Got a bunch of these oxford intros for Christmas. They are put together pretty well and hit the highlights succinctly. Cultural studies seem to have the same theoretical trajectory/moves. The repetition is helping me get my head around them.Ps I keep coming back to cultural studies because I appreciate how they take culture out of 19th century western thought, with its myths of hierarchy and high art, and place it back where it belongs
A good introduction to this field, and lot easier to digest than other books about Ethnomusicology. Short and succinct, it doesn't leave a lot of room for embellishment on the author's part, nor does leave a lot of room for interpretation. Unlike Ethnomusicology, this book is rather objective with a clear goal in describing this unfamiliar field in anthropology and musicology.

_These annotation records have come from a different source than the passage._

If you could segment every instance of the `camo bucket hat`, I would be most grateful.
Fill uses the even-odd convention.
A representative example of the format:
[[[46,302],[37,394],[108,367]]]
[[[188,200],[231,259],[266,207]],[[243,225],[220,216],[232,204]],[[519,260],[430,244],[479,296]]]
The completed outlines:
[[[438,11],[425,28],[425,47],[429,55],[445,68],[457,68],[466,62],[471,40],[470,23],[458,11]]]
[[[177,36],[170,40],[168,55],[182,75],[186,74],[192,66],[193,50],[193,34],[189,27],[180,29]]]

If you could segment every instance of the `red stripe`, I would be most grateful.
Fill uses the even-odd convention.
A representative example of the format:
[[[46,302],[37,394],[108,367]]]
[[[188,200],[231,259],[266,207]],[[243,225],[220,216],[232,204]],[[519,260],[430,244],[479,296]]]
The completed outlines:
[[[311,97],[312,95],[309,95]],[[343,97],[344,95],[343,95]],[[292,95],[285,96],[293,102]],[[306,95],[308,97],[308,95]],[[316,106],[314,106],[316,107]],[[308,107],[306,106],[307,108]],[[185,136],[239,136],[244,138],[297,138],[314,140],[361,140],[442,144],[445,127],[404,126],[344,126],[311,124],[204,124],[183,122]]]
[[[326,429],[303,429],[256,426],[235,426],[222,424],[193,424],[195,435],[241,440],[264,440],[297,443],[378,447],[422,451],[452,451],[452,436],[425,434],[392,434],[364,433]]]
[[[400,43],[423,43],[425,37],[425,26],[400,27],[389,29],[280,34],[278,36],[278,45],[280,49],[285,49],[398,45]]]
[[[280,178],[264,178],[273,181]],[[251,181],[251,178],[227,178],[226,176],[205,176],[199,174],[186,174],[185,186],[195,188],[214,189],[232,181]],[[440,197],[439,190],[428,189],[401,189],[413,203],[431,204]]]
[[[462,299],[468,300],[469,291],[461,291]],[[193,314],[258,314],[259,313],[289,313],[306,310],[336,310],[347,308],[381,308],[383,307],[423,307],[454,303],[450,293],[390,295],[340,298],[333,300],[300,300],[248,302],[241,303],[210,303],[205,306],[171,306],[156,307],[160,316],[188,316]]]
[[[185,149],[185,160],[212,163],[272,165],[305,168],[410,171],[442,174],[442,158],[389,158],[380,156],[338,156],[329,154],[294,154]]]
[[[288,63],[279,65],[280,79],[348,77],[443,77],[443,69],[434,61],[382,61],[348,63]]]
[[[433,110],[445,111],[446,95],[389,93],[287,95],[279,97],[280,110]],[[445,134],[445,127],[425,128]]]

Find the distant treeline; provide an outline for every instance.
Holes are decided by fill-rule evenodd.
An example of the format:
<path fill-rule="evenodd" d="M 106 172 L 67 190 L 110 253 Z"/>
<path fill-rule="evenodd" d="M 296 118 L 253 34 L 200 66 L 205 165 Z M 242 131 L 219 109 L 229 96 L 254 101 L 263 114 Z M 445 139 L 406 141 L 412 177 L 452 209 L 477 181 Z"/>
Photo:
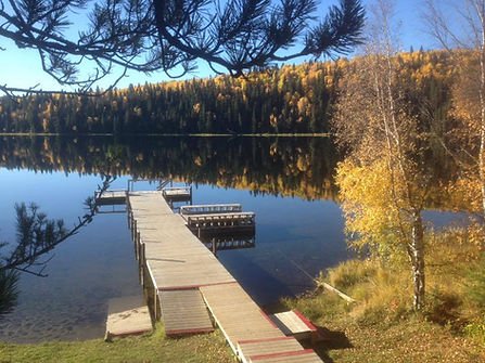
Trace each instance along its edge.
<path fill-rule="evenodd" d="M 329 132 L 337 85 L 354 77 L 340 60 L 283 66 L 247 77 L 130 86 L 103 96 L 39 94 L 0 99 L 8 133 L 316 133 Z M 446 52 L 403 53 L 396 60 L 408 92 L 445 115 L 452 74 Z M 425 102 L 422 102 L 422 101 Z"/>

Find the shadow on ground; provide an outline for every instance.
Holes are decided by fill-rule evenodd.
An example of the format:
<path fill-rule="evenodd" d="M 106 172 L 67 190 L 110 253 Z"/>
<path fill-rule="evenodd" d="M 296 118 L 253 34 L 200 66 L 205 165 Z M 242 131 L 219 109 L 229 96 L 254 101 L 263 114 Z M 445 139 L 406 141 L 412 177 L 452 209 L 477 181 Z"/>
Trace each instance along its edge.
<path fill-rule="evenodd" d="M 343 332 L 332 332 L 326 327 L 317 326 L 319 339 L 314 346 L 305 347 L 312 348 L 324 363 L 334 363 L 329 356 L 330 350 L 354 348 L 350 340 Z"/>

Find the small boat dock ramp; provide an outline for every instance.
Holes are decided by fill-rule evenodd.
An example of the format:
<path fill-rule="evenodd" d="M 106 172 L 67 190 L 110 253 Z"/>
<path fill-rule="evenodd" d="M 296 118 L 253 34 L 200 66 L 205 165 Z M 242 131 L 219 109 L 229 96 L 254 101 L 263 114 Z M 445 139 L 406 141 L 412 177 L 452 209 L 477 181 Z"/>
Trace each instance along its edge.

Very good at giving a sense of what ethnomusicologists do, and the range of subjects within the field. I would have liked just a little more detail about one or two of the examples of societies' uses of music, even at the expense of some breadth. But of course that kind of tradeoff is part of the form.
A good, brief overview of the past and current trends in ethnomusicology. Captured many of the intriguing questions brought up by the discipline as well as many of the theories regarding these questions.
This book was so unbelievably fabulous. It challenged my views and made me realise that as big and as daunting the world of western classical music may seem, the rest of the world's music could swallow it a hundred times over. Shoutout to Tim.